Durch seine freimütige Erzählung angeregt, hatten wir eifrig das Thema diskutiert und waren auf einen anderen Gegenstand gekommen: die Verantwortung des einzelnen für eine Gruppe von Menschen. Der Fall der Bürgermeister ließ uns fragen, warum bestimmte Menschen bereit sind, sich für andere einzusetzen, obwohl sie wenig Dank dafür ernten und viel Ärger in Kauf nehmen müssen.
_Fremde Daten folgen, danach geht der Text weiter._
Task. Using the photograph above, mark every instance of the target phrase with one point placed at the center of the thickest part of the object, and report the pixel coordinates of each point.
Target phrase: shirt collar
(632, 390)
»Es sind oft dieselben Menschen, die sich melden, wenn eine dringende Arbeit getan werden muß«, hatte unsere Mutter nicht ohne Grund gesagt. »Wieviel Leute gibt es erfahrungsgemäß innerhalb eines Dorfes, eines Vereins, kurzum in irgendeiner Gemeinschaft von Menschen, die ernsthaft bereit wären, anzupacken und die Verantwortung für die Allgemeinheit zu tragen? Ehrenbezeigungen möchten viele, die Arbeit wenige, und wenn es dick kommt, will eigentlich niemand die Verantwortung übernehmen.«
»Es sei denn Menschen, die nicht begreifen, daß sie lediglich vorgeschoben werden. Für einige wenige Bürgermeister traf dies zu; sie haben sich in ihren Ämtern später falsch benommen, weil sie selbst nicht besonders hell waren. Aber die Mehrheit der Bürgermeister wußte nur zu gut, worum es ging. Es gab tolle Leute unter ihnen, wie der Bürgermeister von Cerisy, der im übrigen wie viele seinesgleichen - bereits 1939, lange bevor das Schlamassel losging, Bürgermeister seiner Gemeinde war. Und jetzt frage ich euch: Darf man seine Schäfchen gerade dann im Stich lassen, wenn ihnen Gefahr und Unheil drohen?«
Mit dieser Frage hatten wir es wieder mal geschafft! Losgelöst von zeitgebundenen, wirklichkeitsnahen Problemen, konnten wir nach Belieben gedanklich in höheren Sphären schweben!
»Moment!« sagte Colette. »Altruistische Motive sind ganz schön, aber seien wir ehrlich: Ist diese unbequeme Veranlagung, für die anderen dazusein, nicht auch eine Begleiterscheinung des Wunsches, Macht auszuüben?«
Ich pflichtete ihr bei, gab aber zu bedenken, daß die Glanzseite einer führenden Position auf lange Sicht einen schlechten Ersatz für die immer wiederkehrenden Selbsteinschränkungen bieten kann, die sich »Leithammel« auferlegen müssen. »Ja, zu nichts haben sie Zeit!« rief Colette aus. »Für sich keine und für ihre Familien auch reichlich wenig!«
Die Eltern, zunächst sprachlos, fingen an zu lachen.
»Ihr scheint in eurer Kindheit unter manchem gelitten zu haben!« sagte Mama. »Ich wußte gar nicht, daß ich so verstehende, mitfühlende Kinder habe!«
»Den Leithammel vergesse ich dir nicht so schnell!« meinte Papa. Unsere Streitgespräche, die oft bitterernst begannen, endeten meist mit einem Anflug allgemeiner Heiterkeit. Sie hatten manches mit den komplizierten Sandburgen gemeinsam, die wir früher am Strand bauten, bis sie das Meer überspülte! Trotzdem haben diese »debats en famille« unser späteres Leben mehr geprägt, als wir es damals vermutet haben.